Self-Synchronization: UTF-8 has a self-synchronization property. Euh ... what? This simply means that if bytes are lost due to errors or corruption, it is easier to find the start of the next character compared to fixed-size encodings. Self-synchronization makes UTF-8 more resilient in environments where errors can occur.

Widespread Adoption: The widespread adoption of UTF-8 in various systems and technologies (e.g., operating systems, programming languages) has strengthened its position as the most common encoding. For example, it is the default charset for XML and HTML 5.

Variable Width Character Encoding: UTF-8 uses a variable width character encoding that can represent every character in the Unicode standard, yet is backward-compatible with ASCII. The benefit is that it can represent characters from a wide range of scripts and languages without wasting space for scripts with fewer characters.
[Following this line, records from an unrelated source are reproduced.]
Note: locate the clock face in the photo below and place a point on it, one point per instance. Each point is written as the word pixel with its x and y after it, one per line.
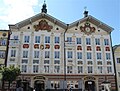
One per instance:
pixel 87 29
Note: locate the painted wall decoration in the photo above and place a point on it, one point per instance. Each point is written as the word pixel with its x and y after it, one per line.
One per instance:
pixel 43 25
pixel 87 29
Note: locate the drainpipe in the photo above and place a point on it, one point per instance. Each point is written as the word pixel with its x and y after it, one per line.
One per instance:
pixel 114 64
pixel 65 57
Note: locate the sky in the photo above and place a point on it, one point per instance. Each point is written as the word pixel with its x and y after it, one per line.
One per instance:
pixel 68 11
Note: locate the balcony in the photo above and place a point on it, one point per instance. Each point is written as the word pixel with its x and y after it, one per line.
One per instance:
pixel 69 44
pixel 14 42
Standardization: Many, many standards and protocols have adopted UTF-8 as the default (or recommended) encoding. As you may have guessed, that further promotes or encourages its use, making it a de facto standard in many areas of computing and technologies.

For the Curious ...

UTF-8 stands for Unicode Transformation Format - 8-bit. Unicode refers to the Unicode standard, a computing industry standard for the consistent encoding, representation, and handling of text expressed in most of the world's writing systems.

Transformation Format indicates that the encoding is a transformation format. What does that mean? It simply means that it is a way of transforming a set of Unicode code points into a series of bytes.

The 8 in UTF-8 means that it uses 8-bit blocks to represent a character. UTF-8 is a variable-width character encoding that can represent every character in the Unicode standard. It does this by using one to four 8-bit bytes to encode characters.